Auntie Yi has not sold out, but Wasteland itself, has become a center for a large private rice growing and processing plant that offers to buy the farmer’s houses and rice growing property in exchange for a modern life in apartments built by the company. They can still grow rice on their land or, have the company farm it. The arrangements are carefully modified versions of a combination of Chinese ancestral land use, modern Chinese socialist land reform and innovative western semi-capitalist enterprise. The community still has a say in what goes on in the village, though this trend may be diminishing as western trial enterprise grows. This mash up, or something akin, appears to be Meyer’s prediction of future Chinese rural development and especially in Northern China. Not everyone, including Auntie Yi, is happy about this.

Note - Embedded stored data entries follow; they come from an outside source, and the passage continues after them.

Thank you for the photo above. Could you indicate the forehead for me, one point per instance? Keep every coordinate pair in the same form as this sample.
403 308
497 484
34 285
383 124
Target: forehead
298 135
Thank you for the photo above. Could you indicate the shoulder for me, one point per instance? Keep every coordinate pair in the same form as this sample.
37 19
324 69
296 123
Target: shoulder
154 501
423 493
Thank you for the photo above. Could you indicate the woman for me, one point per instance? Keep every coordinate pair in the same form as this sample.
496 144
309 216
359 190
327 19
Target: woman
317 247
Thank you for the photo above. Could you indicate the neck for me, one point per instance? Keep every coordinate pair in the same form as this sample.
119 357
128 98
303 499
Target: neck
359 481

The middle of the book focuses on history and we learn a lot about the times and characters of invaders — Japanese, Russians, and ancient tribesmen who have occupied Manchuria during its history. Here Meyer describes a map from one of the museums:

Once again I was struck by how much of the past one can enter — and touch — in Manchuria. Next door in the former Japanese army headquarters, I ran my finger over their maps of Manchukuo. There was the First Pass Under Heaven through which the Manchu stormed the Great Wall and all of China, and there was where the Willow Palisade made a wishbone over the region that had peaked just above Wasteland. Here was Manchuzhuriya Station and railway to Vladivostok. There was Harbin, there was Port Arthur, renamed Ryjun after Japan sunk the czars fleet off its coast. Changchun became Xinjonmg — at maps center — the capital of Manchukuo. Over here was where a young private named Kira Namamine was sent to defend the border and there was the town where the Japanese mothers left their babies on the Songhua riverbank.

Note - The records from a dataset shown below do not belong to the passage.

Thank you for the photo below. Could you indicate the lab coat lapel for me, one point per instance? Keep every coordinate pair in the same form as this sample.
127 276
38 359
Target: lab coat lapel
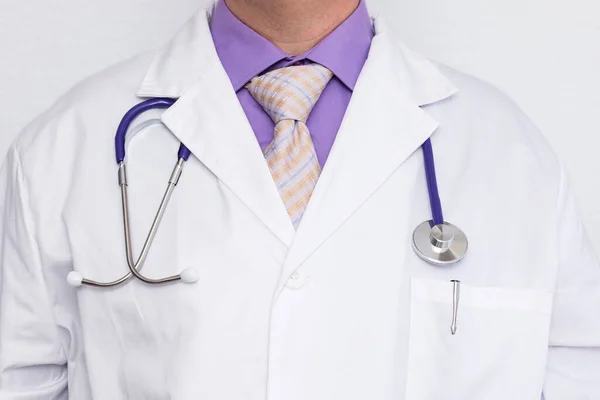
384 126
210 121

Meyer has meaningful relationships with people in the village, as with Aunti Yi and her husband, and Frances’s uncle, San Jiu, and later a farmer he lives with. His descriptions of them and their daily interaction provide a reality to life in modern rural China that a straight historical approach or even a keen observer might miss. He often catches the ordinary, the every day, and the boredom of the sameness of life. Through the personal life of Meyer, his wife and her relatives in Wasteland village we get an understanding of the trends and reality of rural Chinese life. Though we are observing Manchuria, there is a resounding echo of China as a whole that haunts almost as an unconscious aura of the work. We are in Manchuria, yes. We are in China, yes, yes.

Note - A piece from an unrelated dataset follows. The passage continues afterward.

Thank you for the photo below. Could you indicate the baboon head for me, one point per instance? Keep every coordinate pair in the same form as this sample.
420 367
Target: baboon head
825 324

I highly recommend Michael Meyer’s In Manchuria, the insights, the story, the flavor and history. Just to be in touch with my childhood fascination with the poet Lin Po’s famous “River Merchant’s Wife,” her longing and her struggle, brought me back to my own longings and the wonder of a country once so far away and exotic and now so close.

Reviewer Will Siegel is a writer living in Boston. He recently finished writing a novel, Kennedy in the Land of the Dead.